CodeDelta — FAQ

A comprehensive guide to how CodeDelta works, what its reports mean, and how to use it from the GUI, the command line, and in automated jobs. If a question isn't answered here, it's a candidate to be added — this FAQ is meant to be the first place to look.

GETTING STARTED

What does CodeDelta actually do?

CodeDelta compares two versions of a source-code tree — an old version and a new version — and measures what changed between them. It produces metrics (how much code was added, deleted, and changed), HTML reports, and optional CSV/XML exports, and it can record results over time in a database for trend analysis. It also includes AI-assisted analysis of the code.

How do I run my first comparison?

You need two folders: the old version of your project and the new version.

GUI: start the server and open it in your browser:

python3 codedelta_server.py

then go to http://localhost:7654, point it at your two folders, and run.

Command line:

codedelta ./project_v1 ./project_v2 -o report.html

This writes report.html (plus two companion files — see "What reports do I get?").

Is the GUI different from the command-line tool?

No — the GUI is a front-end wrapper around the same engine. Anything the GUI does, the command-line codedelta binary does underneath. Use whichever you prefer; the results are identical.

What's the difference between the "old" and "new" directory?

CodeDelta measures change from old to new. "Added" means present in new but not old; "deleted" means present in old but not new; "changed" means present in both but modified. Getting them the right way round matters — swapping them inverts adds and deletes.

REPORTS & OUTPUT

What reports do I get?

A single run with -o report.html produces three HTML files: - report.html — the main detailed report (per-file metrics) - report_overview.html — a PM-friendly summary - report_diff.html — a side-by-side diff viewer

Optionally you can also export: - --csv <file> — per-file metrics as CSV (for spreadsheets) - --xml <file> — XML export (EPM-compatible format)

Where do the reports go?

Wherever you point -o. If you don't specify, the default is codedelta_report.html in the current folder. The two companion files (_overview, _diff) are always written next to the main report.
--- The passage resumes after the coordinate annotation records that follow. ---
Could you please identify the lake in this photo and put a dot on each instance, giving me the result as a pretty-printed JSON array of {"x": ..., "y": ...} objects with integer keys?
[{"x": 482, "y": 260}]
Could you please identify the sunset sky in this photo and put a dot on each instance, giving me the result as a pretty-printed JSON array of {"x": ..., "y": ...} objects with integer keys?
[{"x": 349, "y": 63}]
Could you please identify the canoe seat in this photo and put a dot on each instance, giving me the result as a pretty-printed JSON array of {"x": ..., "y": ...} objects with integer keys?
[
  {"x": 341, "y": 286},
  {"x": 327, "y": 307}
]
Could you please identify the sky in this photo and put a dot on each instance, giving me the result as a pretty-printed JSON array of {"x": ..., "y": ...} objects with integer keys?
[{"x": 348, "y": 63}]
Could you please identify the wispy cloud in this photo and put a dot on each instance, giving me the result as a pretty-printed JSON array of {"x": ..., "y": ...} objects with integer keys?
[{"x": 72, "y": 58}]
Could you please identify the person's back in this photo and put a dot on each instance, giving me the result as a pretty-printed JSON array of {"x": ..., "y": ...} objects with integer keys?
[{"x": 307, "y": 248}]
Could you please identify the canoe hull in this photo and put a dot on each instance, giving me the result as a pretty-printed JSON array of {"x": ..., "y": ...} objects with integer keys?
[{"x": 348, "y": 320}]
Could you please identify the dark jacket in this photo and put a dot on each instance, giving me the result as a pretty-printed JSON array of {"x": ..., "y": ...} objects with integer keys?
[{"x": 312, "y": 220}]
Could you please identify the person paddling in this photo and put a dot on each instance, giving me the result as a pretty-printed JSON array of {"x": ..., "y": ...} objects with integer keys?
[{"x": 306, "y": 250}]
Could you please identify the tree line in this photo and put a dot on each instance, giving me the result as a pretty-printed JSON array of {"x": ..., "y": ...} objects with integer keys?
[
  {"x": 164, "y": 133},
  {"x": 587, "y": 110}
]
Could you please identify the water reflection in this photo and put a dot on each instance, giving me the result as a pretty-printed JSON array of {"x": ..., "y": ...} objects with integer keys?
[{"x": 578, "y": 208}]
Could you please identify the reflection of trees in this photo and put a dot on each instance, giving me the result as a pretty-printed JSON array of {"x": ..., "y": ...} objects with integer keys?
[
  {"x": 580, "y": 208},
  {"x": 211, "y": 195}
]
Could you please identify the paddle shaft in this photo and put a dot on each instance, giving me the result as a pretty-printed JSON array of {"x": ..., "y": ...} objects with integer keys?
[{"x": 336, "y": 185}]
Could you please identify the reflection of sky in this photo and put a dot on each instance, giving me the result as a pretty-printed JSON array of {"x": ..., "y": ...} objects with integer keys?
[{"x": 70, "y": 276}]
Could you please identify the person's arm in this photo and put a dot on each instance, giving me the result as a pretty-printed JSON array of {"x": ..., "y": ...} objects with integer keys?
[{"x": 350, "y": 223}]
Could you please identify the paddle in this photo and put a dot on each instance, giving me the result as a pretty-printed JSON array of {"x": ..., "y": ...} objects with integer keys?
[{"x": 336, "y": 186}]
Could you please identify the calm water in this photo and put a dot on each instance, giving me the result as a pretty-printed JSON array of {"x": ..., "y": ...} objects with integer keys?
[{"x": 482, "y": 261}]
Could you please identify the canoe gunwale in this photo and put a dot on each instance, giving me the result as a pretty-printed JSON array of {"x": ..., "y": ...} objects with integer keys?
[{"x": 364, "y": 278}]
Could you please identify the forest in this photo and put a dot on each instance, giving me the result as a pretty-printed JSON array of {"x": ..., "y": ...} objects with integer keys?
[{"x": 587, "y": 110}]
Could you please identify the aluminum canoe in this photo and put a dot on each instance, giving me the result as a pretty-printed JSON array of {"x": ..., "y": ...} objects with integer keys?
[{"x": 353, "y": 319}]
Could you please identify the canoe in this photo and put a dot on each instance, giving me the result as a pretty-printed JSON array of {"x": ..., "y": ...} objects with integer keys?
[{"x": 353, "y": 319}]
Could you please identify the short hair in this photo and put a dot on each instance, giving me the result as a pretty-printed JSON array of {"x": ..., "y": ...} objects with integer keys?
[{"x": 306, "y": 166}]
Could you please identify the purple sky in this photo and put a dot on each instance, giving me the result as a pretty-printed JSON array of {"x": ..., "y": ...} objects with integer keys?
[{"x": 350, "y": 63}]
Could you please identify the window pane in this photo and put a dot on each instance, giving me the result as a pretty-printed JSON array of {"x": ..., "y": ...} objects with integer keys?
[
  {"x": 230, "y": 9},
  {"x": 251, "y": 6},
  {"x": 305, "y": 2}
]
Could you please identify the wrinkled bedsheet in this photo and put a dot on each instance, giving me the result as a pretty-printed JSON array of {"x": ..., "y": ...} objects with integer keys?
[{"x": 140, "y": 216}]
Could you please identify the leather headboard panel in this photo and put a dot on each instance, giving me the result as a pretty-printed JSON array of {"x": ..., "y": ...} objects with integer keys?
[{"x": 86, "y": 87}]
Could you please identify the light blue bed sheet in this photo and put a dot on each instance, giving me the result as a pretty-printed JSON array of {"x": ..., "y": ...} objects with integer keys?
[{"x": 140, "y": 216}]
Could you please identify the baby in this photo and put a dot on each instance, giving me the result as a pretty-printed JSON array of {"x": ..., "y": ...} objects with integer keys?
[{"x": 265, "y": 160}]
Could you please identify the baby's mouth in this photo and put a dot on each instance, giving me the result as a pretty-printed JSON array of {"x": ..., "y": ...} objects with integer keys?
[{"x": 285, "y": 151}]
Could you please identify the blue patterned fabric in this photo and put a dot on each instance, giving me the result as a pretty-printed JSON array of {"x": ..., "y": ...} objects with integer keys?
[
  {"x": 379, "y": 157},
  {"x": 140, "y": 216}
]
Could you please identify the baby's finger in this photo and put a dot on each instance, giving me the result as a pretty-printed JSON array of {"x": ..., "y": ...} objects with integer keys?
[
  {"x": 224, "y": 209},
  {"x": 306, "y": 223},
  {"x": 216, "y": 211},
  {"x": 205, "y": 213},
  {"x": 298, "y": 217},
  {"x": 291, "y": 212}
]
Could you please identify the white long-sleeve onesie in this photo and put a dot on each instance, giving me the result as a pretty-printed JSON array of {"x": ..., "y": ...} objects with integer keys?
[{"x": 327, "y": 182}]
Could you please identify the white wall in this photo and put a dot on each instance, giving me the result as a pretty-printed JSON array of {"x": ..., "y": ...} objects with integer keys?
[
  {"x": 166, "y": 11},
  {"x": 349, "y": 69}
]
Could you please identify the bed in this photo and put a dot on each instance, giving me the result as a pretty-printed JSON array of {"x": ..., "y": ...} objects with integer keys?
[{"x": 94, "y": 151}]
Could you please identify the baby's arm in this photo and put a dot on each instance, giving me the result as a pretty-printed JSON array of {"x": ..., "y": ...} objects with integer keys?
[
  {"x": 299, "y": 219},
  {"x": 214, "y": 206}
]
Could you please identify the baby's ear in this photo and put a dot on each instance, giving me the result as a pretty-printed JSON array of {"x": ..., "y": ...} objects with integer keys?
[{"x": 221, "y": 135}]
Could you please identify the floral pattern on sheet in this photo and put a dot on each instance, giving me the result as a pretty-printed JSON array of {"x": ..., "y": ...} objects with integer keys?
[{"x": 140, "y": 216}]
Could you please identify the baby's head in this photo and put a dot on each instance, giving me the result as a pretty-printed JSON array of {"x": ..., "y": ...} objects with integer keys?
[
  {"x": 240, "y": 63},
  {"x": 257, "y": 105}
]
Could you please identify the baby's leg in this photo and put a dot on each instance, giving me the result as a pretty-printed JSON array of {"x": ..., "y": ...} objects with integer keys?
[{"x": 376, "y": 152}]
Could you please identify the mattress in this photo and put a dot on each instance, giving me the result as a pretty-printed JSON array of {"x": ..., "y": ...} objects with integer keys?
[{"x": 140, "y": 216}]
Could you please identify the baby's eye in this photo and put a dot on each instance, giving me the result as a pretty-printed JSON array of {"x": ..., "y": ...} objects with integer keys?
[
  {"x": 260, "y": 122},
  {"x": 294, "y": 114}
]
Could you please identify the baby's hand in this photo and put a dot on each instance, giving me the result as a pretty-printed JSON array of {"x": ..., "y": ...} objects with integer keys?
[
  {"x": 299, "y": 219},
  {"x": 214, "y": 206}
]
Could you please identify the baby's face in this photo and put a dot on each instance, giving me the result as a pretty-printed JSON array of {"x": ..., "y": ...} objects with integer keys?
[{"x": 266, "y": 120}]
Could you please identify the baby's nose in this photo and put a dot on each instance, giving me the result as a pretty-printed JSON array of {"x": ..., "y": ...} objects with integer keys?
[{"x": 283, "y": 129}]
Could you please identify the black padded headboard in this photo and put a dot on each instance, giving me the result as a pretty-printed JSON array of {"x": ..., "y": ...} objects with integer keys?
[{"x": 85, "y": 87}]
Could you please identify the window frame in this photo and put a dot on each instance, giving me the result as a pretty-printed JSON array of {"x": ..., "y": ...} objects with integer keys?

Why does the progress text appear but nothing prints to the screen I expected?

All progress and result messages go to stderr; stdout is reserved for machine-readable output (--help, --version, and future JSON modes). This means you can pipe stdout cleanly in scripts without progress noise mixed in.

UNDERSTANDING THE METRICS

What do the metric names mean?

CodeDelta classifies every line into one of four states (the C/A/D/U model inherited from EPM): - A — Added: new lines not in the old version - D — Deleted: lines removed from the old version - C — Changed: lines that were modified - U — Unchanged: lines identical in both (when all change metrics are zero, the file's status is Unchanged)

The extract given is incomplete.